States can expect by mid-May to get a long-awaited $2.3 billion in federal help to buy new voting-booth equipment and make other election improvements, the head of an electoral reform commission promised Monday.
Still, millions of voters again will be using the much maligned punch cards in this fall's presidential balloting. Many of the improvements, including plans for statewide computerized voter registration data, aren't expected to be in place before 2006.
Members of the new Election Assistance Commission (search) assured state officials at a conference Monday that they will expedite the distribution of $2.3 billion in federal funds for election improvements. About $650 million already has been provided.
DeForest B. Soaries, the commission's chairman, said the various state plans for using the money will soon be published in the Federal Register (search) with funds to be disbursed 45 days after that -- or about the middle of May.
In an interview, Soaries said it is important that the states be given "an absolute commitment from the federal government" that the funds -- already approved by Congress -- will be provided by a certain date.
Paul DeGregorio, another of the commission members, said that while some changes at polling places already are being seen in the primaries, other improvements "will be pushed off until 2006 because of [states] not getting the money" sooner and delays in getting the commission in place.
In response to the problems in Florida during the 2000 presidential election, Congress in 2002 authorized $3.86 billion over three years to help states modernize their election systems and created the commission to disburse the funds and establish voluntary standards for states on how elections should be conducted.
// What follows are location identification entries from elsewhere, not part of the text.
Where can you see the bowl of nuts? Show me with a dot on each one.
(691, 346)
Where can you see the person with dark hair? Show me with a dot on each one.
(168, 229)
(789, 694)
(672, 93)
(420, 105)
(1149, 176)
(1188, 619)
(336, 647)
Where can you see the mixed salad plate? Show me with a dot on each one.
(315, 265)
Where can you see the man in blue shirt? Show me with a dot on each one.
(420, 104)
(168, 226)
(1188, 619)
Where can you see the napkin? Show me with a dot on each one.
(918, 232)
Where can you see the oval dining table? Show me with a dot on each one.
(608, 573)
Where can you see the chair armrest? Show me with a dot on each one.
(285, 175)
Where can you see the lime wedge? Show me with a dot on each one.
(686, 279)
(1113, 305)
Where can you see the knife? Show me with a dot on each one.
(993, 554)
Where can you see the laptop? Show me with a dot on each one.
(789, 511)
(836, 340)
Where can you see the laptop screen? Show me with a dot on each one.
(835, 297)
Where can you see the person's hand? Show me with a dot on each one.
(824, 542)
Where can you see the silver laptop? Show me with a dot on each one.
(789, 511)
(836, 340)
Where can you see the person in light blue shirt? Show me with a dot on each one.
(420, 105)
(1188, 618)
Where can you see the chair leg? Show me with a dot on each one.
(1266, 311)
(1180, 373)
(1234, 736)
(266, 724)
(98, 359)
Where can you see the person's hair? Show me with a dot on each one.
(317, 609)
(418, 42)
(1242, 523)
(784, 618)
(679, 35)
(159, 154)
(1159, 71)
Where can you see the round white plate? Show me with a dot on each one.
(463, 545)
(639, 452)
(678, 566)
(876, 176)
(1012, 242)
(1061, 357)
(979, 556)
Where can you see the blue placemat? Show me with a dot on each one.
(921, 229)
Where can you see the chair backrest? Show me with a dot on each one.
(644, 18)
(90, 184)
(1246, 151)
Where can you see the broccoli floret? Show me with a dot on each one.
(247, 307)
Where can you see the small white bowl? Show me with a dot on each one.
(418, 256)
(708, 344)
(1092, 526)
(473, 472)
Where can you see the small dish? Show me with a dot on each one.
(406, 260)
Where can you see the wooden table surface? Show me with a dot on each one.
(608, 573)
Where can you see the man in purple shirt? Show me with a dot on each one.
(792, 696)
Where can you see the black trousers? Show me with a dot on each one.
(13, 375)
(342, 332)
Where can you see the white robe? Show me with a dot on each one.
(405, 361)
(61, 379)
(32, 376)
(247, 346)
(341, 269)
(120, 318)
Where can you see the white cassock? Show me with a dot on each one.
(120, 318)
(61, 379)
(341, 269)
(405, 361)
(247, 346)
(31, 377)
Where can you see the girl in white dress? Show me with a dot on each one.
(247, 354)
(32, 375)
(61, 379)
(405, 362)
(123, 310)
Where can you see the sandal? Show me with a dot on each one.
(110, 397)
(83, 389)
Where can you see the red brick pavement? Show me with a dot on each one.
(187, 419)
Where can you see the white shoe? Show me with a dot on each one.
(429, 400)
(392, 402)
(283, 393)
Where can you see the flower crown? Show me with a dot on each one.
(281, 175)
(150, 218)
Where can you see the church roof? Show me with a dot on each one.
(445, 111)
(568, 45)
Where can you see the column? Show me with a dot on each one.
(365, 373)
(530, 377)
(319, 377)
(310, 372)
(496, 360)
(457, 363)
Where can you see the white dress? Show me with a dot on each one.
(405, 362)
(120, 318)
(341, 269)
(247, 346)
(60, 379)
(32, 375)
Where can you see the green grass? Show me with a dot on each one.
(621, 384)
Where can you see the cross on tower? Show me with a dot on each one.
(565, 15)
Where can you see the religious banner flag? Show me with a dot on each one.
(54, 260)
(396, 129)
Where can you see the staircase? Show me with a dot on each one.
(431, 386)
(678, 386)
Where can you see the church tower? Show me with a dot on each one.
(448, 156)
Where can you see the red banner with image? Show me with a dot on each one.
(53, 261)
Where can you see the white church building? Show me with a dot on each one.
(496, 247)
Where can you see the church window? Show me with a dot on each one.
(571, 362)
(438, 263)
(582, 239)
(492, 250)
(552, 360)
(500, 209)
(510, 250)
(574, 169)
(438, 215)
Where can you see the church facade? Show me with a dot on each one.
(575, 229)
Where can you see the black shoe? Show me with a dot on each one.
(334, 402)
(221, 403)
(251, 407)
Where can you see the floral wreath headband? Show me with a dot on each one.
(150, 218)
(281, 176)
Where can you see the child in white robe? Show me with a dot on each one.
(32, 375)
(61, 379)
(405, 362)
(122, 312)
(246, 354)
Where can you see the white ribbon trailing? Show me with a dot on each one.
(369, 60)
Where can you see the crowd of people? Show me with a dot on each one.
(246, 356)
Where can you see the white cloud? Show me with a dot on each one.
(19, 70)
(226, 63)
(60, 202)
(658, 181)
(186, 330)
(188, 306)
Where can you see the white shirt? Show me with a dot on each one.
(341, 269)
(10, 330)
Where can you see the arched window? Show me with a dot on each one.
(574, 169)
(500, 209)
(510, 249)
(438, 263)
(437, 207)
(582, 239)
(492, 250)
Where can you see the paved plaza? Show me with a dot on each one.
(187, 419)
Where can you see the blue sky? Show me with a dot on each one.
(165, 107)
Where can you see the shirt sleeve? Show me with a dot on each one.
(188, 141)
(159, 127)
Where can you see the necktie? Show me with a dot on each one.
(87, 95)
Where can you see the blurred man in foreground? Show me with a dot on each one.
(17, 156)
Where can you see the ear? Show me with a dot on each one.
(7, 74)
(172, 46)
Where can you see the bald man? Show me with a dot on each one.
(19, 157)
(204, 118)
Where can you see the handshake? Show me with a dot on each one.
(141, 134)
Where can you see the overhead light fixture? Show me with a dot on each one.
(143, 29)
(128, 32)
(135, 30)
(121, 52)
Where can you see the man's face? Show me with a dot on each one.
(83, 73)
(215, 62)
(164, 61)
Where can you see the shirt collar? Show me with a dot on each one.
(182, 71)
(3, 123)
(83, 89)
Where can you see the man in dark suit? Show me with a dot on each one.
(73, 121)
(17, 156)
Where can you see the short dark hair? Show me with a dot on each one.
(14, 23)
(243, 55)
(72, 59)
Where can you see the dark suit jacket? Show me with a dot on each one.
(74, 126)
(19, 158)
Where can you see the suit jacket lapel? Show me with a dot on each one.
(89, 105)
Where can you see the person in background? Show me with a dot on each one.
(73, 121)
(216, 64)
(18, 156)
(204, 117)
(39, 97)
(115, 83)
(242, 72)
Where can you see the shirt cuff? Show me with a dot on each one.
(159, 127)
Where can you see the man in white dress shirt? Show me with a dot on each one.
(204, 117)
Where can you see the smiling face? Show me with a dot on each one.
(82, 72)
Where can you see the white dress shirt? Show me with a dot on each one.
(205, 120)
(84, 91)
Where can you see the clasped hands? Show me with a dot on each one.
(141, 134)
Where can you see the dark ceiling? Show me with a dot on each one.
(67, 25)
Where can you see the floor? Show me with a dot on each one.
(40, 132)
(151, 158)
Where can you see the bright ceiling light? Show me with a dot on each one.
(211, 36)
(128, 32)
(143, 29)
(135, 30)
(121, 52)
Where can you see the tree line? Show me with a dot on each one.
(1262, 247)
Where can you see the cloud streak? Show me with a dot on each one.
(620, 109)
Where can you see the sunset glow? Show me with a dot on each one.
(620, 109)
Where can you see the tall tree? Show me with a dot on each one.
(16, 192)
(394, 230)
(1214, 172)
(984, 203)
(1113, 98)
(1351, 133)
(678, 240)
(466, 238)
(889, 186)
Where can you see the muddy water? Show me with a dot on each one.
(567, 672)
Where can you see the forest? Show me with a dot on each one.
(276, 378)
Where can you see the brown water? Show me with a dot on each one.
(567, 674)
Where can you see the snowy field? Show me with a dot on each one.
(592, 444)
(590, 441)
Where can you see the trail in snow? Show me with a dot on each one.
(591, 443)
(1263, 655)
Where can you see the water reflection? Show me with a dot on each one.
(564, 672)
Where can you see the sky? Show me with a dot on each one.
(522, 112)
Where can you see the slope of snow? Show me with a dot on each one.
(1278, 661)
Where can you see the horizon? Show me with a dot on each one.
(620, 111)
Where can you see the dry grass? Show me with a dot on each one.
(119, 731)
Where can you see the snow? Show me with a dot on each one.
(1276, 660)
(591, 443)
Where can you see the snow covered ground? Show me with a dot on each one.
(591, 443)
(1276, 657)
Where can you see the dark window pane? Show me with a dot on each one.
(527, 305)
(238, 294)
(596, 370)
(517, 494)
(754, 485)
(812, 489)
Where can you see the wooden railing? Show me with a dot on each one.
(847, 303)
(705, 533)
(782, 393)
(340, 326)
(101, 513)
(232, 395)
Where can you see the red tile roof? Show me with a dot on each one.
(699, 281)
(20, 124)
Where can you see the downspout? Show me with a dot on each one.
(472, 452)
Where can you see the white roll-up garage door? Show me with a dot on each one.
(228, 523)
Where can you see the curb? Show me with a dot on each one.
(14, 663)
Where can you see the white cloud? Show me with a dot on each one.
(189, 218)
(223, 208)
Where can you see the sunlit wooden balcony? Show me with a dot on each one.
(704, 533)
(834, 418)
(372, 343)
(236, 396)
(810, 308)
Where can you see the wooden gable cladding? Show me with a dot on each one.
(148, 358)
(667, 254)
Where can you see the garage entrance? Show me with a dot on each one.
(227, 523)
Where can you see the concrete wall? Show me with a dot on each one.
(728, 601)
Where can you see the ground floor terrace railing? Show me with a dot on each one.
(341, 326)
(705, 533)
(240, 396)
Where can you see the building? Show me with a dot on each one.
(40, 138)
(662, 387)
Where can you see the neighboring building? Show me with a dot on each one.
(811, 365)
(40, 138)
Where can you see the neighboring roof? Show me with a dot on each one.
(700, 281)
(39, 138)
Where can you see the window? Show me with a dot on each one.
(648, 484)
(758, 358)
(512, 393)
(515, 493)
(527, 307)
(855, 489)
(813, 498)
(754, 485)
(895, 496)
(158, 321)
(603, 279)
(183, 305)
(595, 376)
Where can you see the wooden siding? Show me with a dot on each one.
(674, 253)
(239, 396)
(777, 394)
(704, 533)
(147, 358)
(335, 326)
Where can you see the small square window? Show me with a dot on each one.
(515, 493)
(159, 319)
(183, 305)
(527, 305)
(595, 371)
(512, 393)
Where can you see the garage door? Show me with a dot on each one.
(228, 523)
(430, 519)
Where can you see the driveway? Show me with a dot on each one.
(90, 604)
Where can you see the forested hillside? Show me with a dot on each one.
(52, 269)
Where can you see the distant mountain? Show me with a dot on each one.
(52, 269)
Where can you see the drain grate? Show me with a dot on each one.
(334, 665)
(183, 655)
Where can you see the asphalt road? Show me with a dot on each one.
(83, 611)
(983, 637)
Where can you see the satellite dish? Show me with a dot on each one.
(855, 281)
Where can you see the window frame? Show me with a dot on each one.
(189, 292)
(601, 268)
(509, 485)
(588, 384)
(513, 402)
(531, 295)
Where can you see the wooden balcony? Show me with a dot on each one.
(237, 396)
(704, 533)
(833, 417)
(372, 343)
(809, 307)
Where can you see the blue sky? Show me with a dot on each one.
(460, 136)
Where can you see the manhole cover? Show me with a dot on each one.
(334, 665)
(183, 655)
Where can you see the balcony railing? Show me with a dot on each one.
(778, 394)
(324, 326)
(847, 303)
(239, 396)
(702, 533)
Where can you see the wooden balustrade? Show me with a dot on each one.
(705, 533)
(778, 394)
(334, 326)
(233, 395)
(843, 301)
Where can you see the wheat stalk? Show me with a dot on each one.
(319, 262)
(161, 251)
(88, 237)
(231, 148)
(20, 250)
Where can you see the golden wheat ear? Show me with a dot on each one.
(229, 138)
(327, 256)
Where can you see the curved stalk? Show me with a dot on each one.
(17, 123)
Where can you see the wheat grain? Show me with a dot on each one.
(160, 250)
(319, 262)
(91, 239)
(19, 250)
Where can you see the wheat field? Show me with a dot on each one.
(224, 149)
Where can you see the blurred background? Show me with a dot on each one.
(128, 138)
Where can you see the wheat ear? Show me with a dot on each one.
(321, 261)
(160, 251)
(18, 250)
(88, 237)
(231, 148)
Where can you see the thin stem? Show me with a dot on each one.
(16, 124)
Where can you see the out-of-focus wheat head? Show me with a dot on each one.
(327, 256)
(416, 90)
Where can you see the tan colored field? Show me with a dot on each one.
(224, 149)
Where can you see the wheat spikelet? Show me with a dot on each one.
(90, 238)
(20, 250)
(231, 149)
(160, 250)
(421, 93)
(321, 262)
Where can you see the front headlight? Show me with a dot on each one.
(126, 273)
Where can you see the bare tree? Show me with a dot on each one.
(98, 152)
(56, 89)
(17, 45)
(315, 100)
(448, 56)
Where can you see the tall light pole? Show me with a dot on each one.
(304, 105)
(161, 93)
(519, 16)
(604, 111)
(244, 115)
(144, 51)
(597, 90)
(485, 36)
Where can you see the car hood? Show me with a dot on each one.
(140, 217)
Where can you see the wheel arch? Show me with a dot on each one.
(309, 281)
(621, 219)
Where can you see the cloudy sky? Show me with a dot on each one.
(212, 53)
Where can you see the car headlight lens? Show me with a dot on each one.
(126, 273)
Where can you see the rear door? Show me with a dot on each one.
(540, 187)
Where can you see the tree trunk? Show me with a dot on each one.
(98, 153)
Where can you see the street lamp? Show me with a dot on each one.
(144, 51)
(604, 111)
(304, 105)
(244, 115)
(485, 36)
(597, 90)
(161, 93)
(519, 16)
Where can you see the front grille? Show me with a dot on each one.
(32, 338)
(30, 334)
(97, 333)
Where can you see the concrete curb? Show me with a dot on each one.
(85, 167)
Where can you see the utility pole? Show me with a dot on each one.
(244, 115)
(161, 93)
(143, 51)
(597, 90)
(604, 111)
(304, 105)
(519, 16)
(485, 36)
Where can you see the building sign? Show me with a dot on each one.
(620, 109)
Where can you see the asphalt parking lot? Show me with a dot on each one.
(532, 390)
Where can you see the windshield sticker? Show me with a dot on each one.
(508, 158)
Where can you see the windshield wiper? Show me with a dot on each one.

But so far only about $650 million has been disbursed. An additional $2.3 billion has been appropriated by Congress, but was set aside pending creation of the four-member commission.
State election officials said that while many improvements have been made, the delay in getting the federal money has prevented the purchase of new technology and other needed changes.
"States have not been twiddling their thumbs," said Mary Kiffmeyer of Minnesota, president of the National Association of Secretaries of State (search). But she added, "We're already on a short timeframe. Any further delay ... would just greatly hinder [the program's] success."
R. Doug Lewis, executive director of the Election Center (search), which represents election officials, said the delay in federal assistance has put states "at least a year and a half behind" in making all the election reforms the 2002 law envisioned.
The law calls for helping states upgrade election equipment and make other improvements. But it leaves it up to the states to decide what technologies they use. In addition to equipment purchases, the money can be used for better training of election workers, establishing voter registration databases and other election reform measures to assure more orderly and fair voting.
Soaries said while states have moved on their own and expect many of the improvements to be in place for this fall's election, "the law did not assume the complete overhaul will occur until 2006." And he said new technologies have brought new concerns that need to be addressed such as assuring that new machines and wireless transmission systems are safeguarded against tampering.
This fall, six of every 10 voters will use electronically enhanced voting systems, according to a recent study by Election Data Services (search), a political consulting firm. But nearly a third of all voters will turn in paper ballots and more than 18 percent -- or 32 million voters -- will continue to vote on the type of punch cards that were at the center of the brouhaha in Florida in the 2000 presidential election.